Don't become a doctor #14 - Uncertainty

The first time anyone told me that something was unknowable was in science class when I learned about the Heisenberg Uncertainty Principle. You cannot know the exact momentum and position of an electron at the same time.

Well, surely, with better tools and more precise ways of measuring... "No, no, no, you don't get it!" My p-chem professor had crazy, uncombed hair and he had missed a button on his shirt. All the buttons were off, so it was hard to take his words seriously. "A thousand years in the future, with the best tools available, we will never know."

Medicine is not without its own uncertainty. And that doesn't sound so bad in an academic sense, but it's not very comforting to patients. How do you tell a patient that you don't know? I don't know what's causing your abdominal pain. I don't know if it's from your heart or if it's acid reflux. I don't know.

As a practicing physician, I've gotten used to it. The students seem to have a much harder time with it. As a resident, I worked with a group of students, and uncertainty was a problem...


"So, is it Buerger's Disease?"
"Excuse me?"
"The case from this week, Buerger's Disease, right?"
"Oh, the case. There's no answer. It's just an exercise."
"But we were supposed to think about Buerger's Disease."
"It's in the differential, but there are lots of possibilities."
"But it's really Buerger's."
"Well, there's no answer."
"How can there be no answer? It's Buerger's Disease!"

In medicine, there are lots of questions where we never get any answers: poorly differentiated tumors, diseases without any diagnostic tests, all sorts of situations without clarity. Sometimes we spend time and energy to try to find the answer. Sometimes we don't even bother. But the truth is that in medicine, there is uncertainty on all sides.

4 comments:

Anonymous said...

Hi,

a lurker from two years ago when I was considering med school... Ended up in b-school, but still continuing to wonder if I should try medicine. Anyway, enough about me - just wanted to say that blogs like yours are helpful; it's nice that you've continued to write. Happy 2009

-K

Anonymous said...

Hi Dr. Ifinding,

I should really be studying for my surgery shelf but because I cope with stress by procrastinating, I've been reading your blog instead.

Just wanted to thank you for your DBAD series even though you received quite a bit of flack for it initially. From what I've seen in my fellow MSIII peers, your series is sorely needed.

Ever since I took the MCAT several years ago down to the day before I started my third year of medical school, I often reassessed my motivations behind going into medicine. I used to volunteer at a VA hospital where I met a resident who tried to discourage me from my decision: "It's not what you think it's going to be," he bitterly said to me. I remember reading NEJM's article on medical school depression when I was interviewing at medical schools. And I also came across your DBAD series during my first couple of years of medical school.

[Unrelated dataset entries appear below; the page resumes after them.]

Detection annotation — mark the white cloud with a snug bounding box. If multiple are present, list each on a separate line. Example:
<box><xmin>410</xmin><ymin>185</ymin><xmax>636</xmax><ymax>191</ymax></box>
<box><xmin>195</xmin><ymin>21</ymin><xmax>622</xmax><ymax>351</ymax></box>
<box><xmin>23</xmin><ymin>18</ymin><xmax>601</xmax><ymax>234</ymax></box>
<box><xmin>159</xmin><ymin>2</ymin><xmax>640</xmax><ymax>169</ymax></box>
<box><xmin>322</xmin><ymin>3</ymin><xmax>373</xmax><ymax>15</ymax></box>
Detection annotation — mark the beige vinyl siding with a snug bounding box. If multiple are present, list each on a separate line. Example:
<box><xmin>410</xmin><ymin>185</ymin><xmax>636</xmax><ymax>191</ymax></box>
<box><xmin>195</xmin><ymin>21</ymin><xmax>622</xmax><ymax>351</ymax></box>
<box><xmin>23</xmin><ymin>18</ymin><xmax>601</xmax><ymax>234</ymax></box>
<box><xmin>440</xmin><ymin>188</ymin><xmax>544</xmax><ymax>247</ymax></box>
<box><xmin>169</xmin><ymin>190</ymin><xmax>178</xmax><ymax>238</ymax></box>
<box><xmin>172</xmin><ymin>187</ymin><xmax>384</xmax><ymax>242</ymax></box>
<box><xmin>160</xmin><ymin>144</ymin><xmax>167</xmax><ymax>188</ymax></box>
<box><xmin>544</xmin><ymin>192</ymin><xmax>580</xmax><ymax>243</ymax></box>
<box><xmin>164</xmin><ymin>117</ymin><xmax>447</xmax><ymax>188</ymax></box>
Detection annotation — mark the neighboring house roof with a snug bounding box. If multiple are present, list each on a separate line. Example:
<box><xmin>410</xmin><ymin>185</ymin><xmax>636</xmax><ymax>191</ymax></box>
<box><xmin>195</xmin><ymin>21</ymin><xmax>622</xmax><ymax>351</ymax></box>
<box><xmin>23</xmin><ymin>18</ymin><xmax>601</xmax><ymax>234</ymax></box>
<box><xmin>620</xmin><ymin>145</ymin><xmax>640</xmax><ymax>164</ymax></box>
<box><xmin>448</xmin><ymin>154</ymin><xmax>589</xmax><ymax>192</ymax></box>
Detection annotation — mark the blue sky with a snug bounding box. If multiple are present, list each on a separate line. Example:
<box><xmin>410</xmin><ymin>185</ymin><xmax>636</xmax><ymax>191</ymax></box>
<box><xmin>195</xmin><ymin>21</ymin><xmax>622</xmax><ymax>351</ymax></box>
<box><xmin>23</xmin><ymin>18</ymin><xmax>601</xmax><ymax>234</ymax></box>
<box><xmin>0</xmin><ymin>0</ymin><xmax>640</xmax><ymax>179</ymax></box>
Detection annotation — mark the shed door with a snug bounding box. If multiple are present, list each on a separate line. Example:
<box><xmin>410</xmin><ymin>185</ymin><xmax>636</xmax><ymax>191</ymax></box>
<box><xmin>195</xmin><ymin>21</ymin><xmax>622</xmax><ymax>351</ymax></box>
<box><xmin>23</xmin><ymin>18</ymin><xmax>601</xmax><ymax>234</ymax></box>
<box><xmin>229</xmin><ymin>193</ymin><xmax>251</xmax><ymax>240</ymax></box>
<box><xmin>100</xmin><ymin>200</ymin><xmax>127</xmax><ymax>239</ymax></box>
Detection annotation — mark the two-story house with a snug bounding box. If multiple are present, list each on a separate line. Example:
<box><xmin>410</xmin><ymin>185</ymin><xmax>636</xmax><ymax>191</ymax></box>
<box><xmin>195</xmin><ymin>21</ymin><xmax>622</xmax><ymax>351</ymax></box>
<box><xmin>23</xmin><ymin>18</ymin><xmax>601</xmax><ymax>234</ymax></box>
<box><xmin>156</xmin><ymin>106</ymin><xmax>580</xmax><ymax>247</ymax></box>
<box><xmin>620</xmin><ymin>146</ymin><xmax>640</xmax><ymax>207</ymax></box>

When I first started medical school, I still felt tentative about the path ahead of me. I remember envying my classmates' bright-eyed idealism and excitement. Now, halfway through being an MSIII, I have seen some of those same classmates lose that shiny naivete to have it replaced by a bitter burnout not unlike that of the VA resident.

I realize now that I've been lucky to have been "warned" about the pitfalls of medicine because rather than becoming disillusioned during my 3rd year, I can concentrate more on the pleasantly surprising and gratifying (e.g. seeing a mother hold her child for the first time). Sure, I'll probably become more jaded and burned out when I'm a resident, but at least I haven't been surprised by the ridiculously long hours or other realities of being a doctor.

I know that you write this blog for yourself, but reading about your clinical experiences and insights has been engrossing and even therapeutic. It's nice being able to connect to someone else's thoughts on something that consumes >90% of my life.

To put it succinctly, thanks!

Jun Dai said...

There may be uncertainties at first, it's kind of like detective work because at first you start off with all these possible suspects and then you do tests to narrow down the possibilities, for example it might be 90% chance of disease A 10% chance of disease B and then you do a test such as a tissue sample or urinalysis etc to eliminate the possiblities

incidental findings said...

My point is that the best detective work may still be fruitless, and the cause remains a mystery. We search for answers but don't always find them.